От ярости консул стиснул зубы. Ему пришлось вцепиться в подлокотники кресла, чтобы удержать себя в руках, вцепиться отчаянно, как в единственное надежное место, как в холодный трон инквизитора.
– Значит, твой друг хороший… – Ему не хватало воздуха. – Он тебе нравится?
– Да, папа.
– Может, ты его даже любишь?
Мальчик кивнул сквозь слезы:
– Разве не должны мы любить всех?
Консул дернулся, как от укуса гадюки.
– Не увиливай! Отвечай: куда он повел тебя вчера вечером?
– К себе домой.
– Где это?
– На Калье Корриенте.
– Ясно. Худшие трущобы в Сан-Хорхе.
– Не совсем, папа. – Николас всхлипнул. – Там очень чисто. И чудесный вид на горы, бабочки и колибри на стенах. Хосе их собирает… вставляет в рамки, которые делает сам. Мы ели олья подрида, я такой вкусноты никогда не ел! Ее сварила Пакита… Мария не могла, потому что она тяжело работает в прачечной… А старый Педро ничего не делает, только вяжет… – Он запнулся и умолк, увидев выражение лица консула.
Николас не понимал, что своей наивной попыткой все объяснить, умилостивить он только сильнее раздул огонь, бушующий в груди отца. Мальчик заплакал пуще прежнего.
– Твой отец был счастлив узнать, как тесно его сын сблизился с этим сбродом. Продолжай. Что еще там было?
Грудь ребенка вздымалась от рыданий.
– Мы играли в эсталлидо, папа… Это карточная игра…
– Кто играл?
– Мы все.
– Кого ты подразумеваешь под «мы все»?
– Хосе и Педро… и я… с Пакитой, Хуаной, Луисой, Еленой и Бьянкой. Ой, извини, папа, я забыл. Мария не играла.
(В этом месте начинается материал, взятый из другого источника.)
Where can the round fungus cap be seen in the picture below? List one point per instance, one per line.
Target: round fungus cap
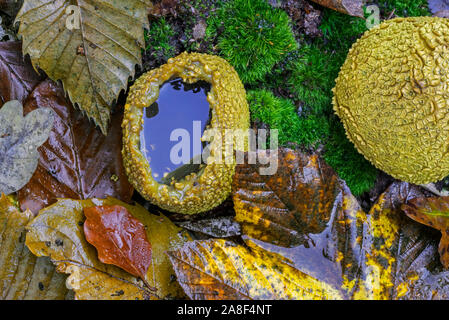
(392, 95)
(196, 192)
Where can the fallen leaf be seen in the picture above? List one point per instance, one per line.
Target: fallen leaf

Она стелила чистые простыни на кровать.
Прямая фигура в кресле выпрямилась еще сильнее.
– На чью кровать?
– Нашу с Хосе.
Консул оторопел. В избытке чувств он подался вперед, будто подставляя себя под удар.
– Вы с ним… – Он задохнулся и не смог договорить.
Наступила тишина – такая звенящая и стерильная, что Николас даже плакать перестал. Его охватила дрожь. Размытая слезами фигура отца, казалось, росла в его глазах, лоб и щеки заливала желтизна.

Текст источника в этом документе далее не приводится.